Personal life
- Born: October 20, 1712 Oberviechtach, Oberpfalz, Holy Roman Empire
- Died: August 6, 1766 Salzburg, Prince-Archbishopric of Salzburg
- Known for: Expert on canon law
- Occupation: Benedictine monk, canon law professor

Religious life
- Religion: Roman Catholic
- Order: Benedictine

= Gregor Zallwein =

Priest and expert on canon law (1712–1766)

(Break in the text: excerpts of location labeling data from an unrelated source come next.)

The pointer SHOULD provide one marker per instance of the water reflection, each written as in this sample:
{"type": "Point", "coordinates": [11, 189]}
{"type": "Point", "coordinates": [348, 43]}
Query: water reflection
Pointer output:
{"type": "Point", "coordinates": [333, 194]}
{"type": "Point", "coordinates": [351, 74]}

Gregor Zallwein (20 October 1712, Oberviechtach, Oberpfalz - 6 or 9 August 1766, Salzburg) was an Austrian expert on canon law.

==Early life==
He studied Humanities in Ratisbon and Freising. He took vows at the Benedictine Abbey of Wessobrunn, on 15 November 1733, and was ordained priest on 27 October 1731. He studied canon law at Salzburg from 1737 to 1739.

== Career ==
He became master of novices at his monastery in 1739, and became prior in 1744. Upon the request of the Prince-bishop of Gurk, Joseph Maria Count of Thun, he was sent as professor of canon law to the newly erected seminary at Salzburg in Carinthia. From 1749 until his death he was professor of canon law at the Benedictine University of Salzburg, where he held at the same time the office of "Rector magnificus" from 1759.
==Perspective and publications==
Unlike most German canonists of his time, he laid great stress on the sources and historical development of canon law. Though his juristic writings are at times not clear, his lectures were highly valued and attended by students from foreign countries. His chief work is Principia juris eccles. universalis et particularis Germaniae (4 vols., Augsburg, 1763; 2nd ed. by Kleimayern, Augsburg, 1781; 3rd ed., Augsburg, 1831). His other canonical works are: Disputatio prima de jure canonico... (Salzburg, 1753); Fontes originarii juris canonici, adjuncta historia ulare Germaniae (Salzburg, 1757); Dissertatio de statu ecclesiae, de hierarchia... (Salzburg, 1757).